Подъехал Мирон Козломякин со своим напарником – сыном школьного учителя, девятиклассником. Парнишка напросился добровольно. Ему говорили, что работа мужская, взрослая, и теперь он стойко держал экзамен на мужчину. Мирон Козломякин, постоянно имевший хмурый вид, был еще более хмур: с утра, при начале работы, у него отказало сцепление. Дали знать на участок «Сельхозтехники», оттуда – на центральную усадьбу, приехала автопередвижная мастерская, оцепление наладили, но Мирон почти не работал первую половину дня и досадовал: пропало столько времени, ругал мастеров-наладчиков, что долго возились. Ворчание его было привычным, к нему даже никто не прислушивался, Мирон всегда бывал недоволен чужой работой, не доверял ей: перепробует потом каждую гайку, каждый болт, перепроверит до мелочи и, если даже все в полной норме, найдет, над чем поворчать…
А у Федора, наоборот, настроение радостное. От сына, Борьки, накануне пришло письмо. Не щедр он на такие подарки родителям, случается, по месяцу и больше – ни строчки, и потому, когда от сына приходят весть, для Федора это долгий праздник. К тому же и письмо не совсем обычное. Федор захватил его с собой и не удержался, прочитал вслух друзьям, когда раненько утром сошлись они у своих агрегатов на машинном дворе. Начинал Борис послание родителям, как всегда: «Здравствуйте, папа и мама, шлю вам свой горячий солдатский привет и наилучшие пожелания в вашей жизни, сообщаю, что служба идет нормально, без всяких чрезвычайных происшествий…». Но дальше Борис писал уже по-другому, вполне своими словами, интересовался, каков получился урожай, сетовал, что приедет домой поздно, когда с полей, верно, уберут все подчистую, и ему уже не поработать с отцом на комбайне. А ему это даже во сне видится, – так уже соскучился он по деревне, по сельскому труду. Товарищи по роте тянут после демобилизации на БАМ, – стройка века, романтика, героизм, почти что одна молодежь там, деньги платят – нигде больше таких не заработаешь, и на дальнейшее широкие перспективы. А Борису – хоть бы на денек очутиться в Бобылевке, дохнуть полями, новым хлебом… Раньше Борис так не писал, о будущих своих планах умалчивал, просто, видать, не составил их еще для себя, и вот в этих-то строках и была для Федора главная радость от письма сына, то самое, чем хотелось ему поделиться с друзьями. И Петр Васильевич, и Митроша, и Мирон Козломякин вполне разделили чувства Федора. Конечно, это каждому родителю праздник, любой из них тоже бы вот так радовался и гордился перед людьми, что вернется скоро из армии сын, чтобы жить и работать рядом с отцом, не сманили его другие края, не изменил он земле, что его вырастила и вскормила…
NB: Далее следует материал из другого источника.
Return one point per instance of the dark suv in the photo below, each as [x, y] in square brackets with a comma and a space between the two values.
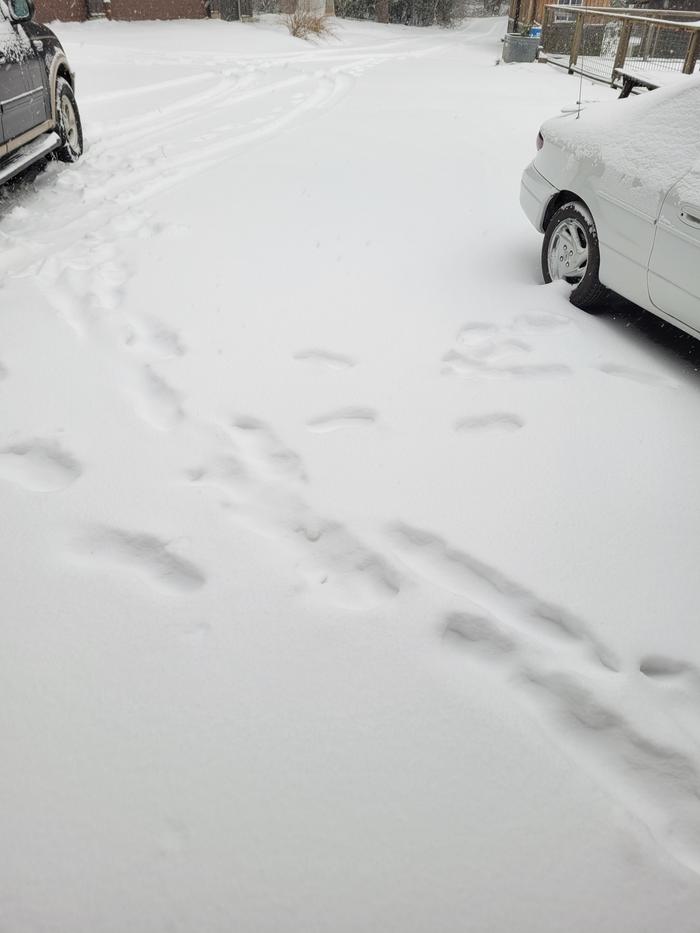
[38, 112]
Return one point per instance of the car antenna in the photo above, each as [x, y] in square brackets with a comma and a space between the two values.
[580, 91]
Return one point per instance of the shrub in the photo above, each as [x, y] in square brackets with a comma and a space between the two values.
[303, 24]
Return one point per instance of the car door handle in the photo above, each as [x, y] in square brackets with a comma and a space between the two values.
[690, 214]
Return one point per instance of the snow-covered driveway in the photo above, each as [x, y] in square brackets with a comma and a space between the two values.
[349, 575]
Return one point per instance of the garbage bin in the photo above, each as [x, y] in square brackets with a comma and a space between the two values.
[517, 48]
[229, 10]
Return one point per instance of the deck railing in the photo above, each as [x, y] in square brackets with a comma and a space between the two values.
[596, 41]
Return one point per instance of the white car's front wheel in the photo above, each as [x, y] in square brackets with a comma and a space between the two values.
[570, 253]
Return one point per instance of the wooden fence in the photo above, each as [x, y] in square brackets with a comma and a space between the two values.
[596, 41]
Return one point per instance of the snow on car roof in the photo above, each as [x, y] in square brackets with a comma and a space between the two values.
[642, 145]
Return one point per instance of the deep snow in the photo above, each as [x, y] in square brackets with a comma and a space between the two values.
[349, 574]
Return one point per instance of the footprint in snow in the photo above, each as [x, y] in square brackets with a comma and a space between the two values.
[659, 667]
[158, 403]
[539, 322]
[635, 375]
[144, 553]
[39, 465]
[326, 358]
[342, 418]
[501, 421]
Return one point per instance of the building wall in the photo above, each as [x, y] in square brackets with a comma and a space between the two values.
[48, 10]
[157, 9]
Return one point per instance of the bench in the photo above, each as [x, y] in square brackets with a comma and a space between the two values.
[633, 79]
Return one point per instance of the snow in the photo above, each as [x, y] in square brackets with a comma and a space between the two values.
[349, 573]
[635, 144]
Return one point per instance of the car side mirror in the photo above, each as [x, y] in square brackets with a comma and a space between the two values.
[21, 11]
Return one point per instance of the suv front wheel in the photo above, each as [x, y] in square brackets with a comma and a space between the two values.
[570, 252]
[69, 127]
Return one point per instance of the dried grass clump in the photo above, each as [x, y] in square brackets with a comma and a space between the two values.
[303, 24]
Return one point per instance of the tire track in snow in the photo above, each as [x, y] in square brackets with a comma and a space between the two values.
[635, 731]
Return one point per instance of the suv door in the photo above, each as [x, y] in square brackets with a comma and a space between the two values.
[22, 93]
[674, 267]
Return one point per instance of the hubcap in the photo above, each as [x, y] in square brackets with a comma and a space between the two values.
[69, 123]
[567, 257]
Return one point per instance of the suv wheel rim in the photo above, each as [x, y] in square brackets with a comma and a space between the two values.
[69, 123]
[567, 256]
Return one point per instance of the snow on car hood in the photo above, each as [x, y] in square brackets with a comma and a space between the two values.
[639, 146]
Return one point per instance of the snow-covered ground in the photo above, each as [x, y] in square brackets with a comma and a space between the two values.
[349, 575]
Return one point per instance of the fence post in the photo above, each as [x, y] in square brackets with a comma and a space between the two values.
[576, 42]
[622, 46]
[692, 56]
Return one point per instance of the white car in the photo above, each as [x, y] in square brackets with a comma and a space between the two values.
[616, 191]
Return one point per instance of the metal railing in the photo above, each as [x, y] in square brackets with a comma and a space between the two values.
[596, 41]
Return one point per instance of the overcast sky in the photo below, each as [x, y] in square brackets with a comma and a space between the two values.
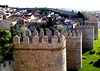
[74, 4]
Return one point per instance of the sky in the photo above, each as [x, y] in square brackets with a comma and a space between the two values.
[72, 4]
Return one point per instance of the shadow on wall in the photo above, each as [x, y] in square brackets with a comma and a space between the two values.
[84, 50]
[97, 64]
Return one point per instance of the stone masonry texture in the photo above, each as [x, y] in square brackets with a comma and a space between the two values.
[87, 36]
[74, 50]
[38, 56]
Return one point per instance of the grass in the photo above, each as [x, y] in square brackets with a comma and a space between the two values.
[96, 57]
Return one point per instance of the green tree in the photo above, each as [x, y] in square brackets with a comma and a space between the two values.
[5, 41]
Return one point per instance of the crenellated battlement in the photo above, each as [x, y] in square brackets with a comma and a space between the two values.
[91, 21]
[73, 34]
[84, 27]
[46, 42]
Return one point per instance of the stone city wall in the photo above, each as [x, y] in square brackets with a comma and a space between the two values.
[87, 36]
[96, 27]
[40, 56]
[7, 66]
[74, 49]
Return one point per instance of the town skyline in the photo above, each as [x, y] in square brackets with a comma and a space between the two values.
[76, 5]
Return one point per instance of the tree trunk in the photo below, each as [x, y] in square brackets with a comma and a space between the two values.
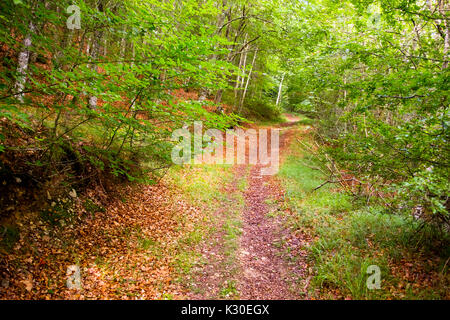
[23, 60]
[248, 81]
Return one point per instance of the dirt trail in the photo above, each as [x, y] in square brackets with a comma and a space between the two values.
[261, 270]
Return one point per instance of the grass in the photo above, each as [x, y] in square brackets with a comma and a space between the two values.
[348, 238]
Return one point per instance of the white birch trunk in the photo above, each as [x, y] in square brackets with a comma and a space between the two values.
[279, 90]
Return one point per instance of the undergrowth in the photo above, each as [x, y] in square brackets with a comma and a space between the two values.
[349, 236]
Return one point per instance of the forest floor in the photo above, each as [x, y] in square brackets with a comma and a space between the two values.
[218, 232]
[247, 259]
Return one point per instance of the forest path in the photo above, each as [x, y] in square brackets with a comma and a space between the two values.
[248, 257]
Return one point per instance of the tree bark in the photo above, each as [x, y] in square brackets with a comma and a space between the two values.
[248, 81]
[23, 60]
[279, 90]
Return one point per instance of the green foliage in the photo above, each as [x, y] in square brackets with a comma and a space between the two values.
[374, 74]
[349, 237]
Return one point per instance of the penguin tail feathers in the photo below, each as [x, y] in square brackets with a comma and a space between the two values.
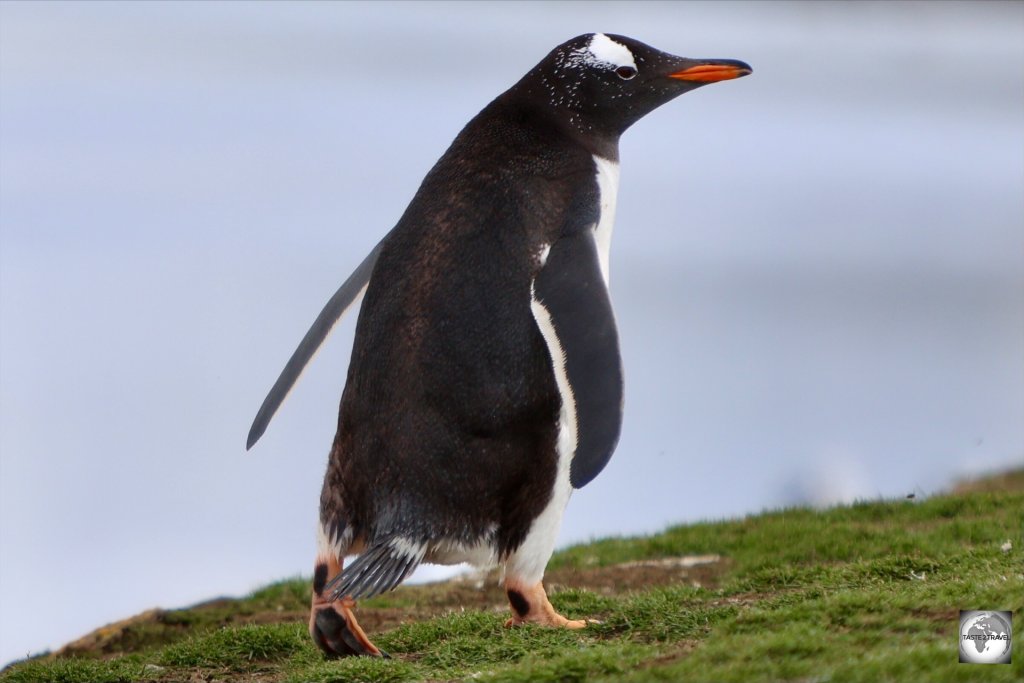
[379, 569]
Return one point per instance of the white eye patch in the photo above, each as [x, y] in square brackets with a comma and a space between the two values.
[602, 51]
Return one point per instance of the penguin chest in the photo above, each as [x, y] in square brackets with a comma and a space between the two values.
[607, 184]
[532, 555]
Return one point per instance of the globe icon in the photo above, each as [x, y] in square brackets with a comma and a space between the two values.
[984, 638]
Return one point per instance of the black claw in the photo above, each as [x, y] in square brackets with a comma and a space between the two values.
[329, 625]
[332, 635]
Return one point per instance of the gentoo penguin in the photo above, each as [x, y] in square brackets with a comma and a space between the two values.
[485, 382]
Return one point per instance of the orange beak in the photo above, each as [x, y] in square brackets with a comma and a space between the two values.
[712, 73]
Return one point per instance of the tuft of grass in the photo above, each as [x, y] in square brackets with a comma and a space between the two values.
[238, 648]
[865, 592]
[77, 670]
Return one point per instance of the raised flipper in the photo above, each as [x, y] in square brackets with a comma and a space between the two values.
[573, 304]
[333, 311]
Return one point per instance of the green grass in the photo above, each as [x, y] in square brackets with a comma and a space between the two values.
[867, 592]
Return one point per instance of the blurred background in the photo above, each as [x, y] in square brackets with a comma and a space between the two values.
[818, 270]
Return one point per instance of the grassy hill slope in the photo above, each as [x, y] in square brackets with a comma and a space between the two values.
[866, 592]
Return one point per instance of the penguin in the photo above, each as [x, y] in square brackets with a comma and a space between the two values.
[485, 382]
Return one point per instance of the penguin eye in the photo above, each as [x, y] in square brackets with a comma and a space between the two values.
[626, 73]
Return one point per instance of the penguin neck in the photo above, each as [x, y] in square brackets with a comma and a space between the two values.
[571, 123]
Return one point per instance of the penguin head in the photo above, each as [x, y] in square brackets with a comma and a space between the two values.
[601, 84]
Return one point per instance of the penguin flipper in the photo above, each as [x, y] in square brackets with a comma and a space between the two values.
[584, 343]
[333, 311]
[380, 568]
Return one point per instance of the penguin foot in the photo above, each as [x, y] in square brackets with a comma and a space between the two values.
[530, 605]
[336, 632]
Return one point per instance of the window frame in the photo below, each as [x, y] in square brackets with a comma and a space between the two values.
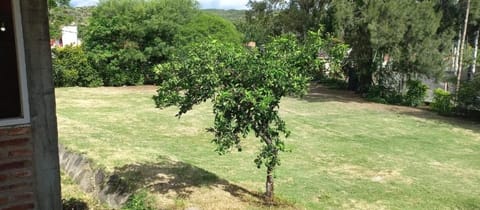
[22, 70]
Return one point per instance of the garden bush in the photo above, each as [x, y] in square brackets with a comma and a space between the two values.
[442, 102]
[384, 95]
[72, 68]
[416, 93]
[469, 94]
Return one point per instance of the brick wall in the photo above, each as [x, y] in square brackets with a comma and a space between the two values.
[16, 170]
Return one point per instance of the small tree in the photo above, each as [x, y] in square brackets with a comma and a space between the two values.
[245, 86]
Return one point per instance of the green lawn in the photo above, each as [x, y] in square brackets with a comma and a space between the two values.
[346, 153]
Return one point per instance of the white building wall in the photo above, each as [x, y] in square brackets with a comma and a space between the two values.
[70, 36]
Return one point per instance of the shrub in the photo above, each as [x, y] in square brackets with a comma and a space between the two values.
[469, 94]
[442, 102]
[72, 68]
[384, 95]
[139, 201]
[416, 93]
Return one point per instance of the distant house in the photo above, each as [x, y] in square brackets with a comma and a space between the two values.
[69, 37]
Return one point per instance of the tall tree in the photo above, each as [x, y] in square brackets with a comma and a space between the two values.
[389, 39]
[462, 47]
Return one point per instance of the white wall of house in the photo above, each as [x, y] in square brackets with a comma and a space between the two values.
[70, 36]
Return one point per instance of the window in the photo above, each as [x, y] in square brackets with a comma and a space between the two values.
[13, 87]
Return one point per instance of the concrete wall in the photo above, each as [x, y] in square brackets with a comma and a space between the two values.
[42, 104]
[29, 166]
Петр Васильевич, по привычке обойдя комбайн, заглянув во все беспокоившие его места, отошел к преждевременно пожелтевшим от суши узколистным кленам. Он устал, но вместе с тем чувствовал, что уже втянулся в работу, от нее уже не так ломит плечи, как первые дни, и он, должно быть, выдержит всю уборочную, наравне со всеми, не сдаст. А первую неделю его частенько терзала горькая неуверенность, что, видно, не осилить ему до конца, переоценил он все же себя, свои силы. Но нет, он еще годится, он еще в строю, не весь еще вышел порох. И в этом году будут есть люди его хлеб, его пироги и пышки…
Поле, которое он убирал с товарищами, наполовину уже пустое, в копнах соломы, наполовину с еще стоящим хлебом, тоже было знакомо Петру Васильевичу до каждой рытвинки. Но давненько, с позапрошлой жатвы, не случалось ему сюда заезжать, в этот край колхозных земель, и он с интересом и любопытством оглядывал равнину, желтые покатые увалы вдали. Поля, их вид – в постоянной перемене, каждое новое лето они уже другие, их надо заново узнавать, заново осваиваться в знакомых местах. Петр Васильевич вспомнил, что неподалеку в овражке есть родничок, совсем крохотный, неприметный, даже мало кому известный. Когда-то в молодые годы Петр Васильевич случайно открыл его, и с тех пор каждое лето он поил Петра Васильевича чистой ключевой водой. Она была не только вкусна, вместе с нею что-то свежее, крепкое вливалось в тело, точно вода была не простой, обычной, а той самой сказочной, животворной, что даже убитого воина поднимает на ноги, опять делает молодцем и красавцем.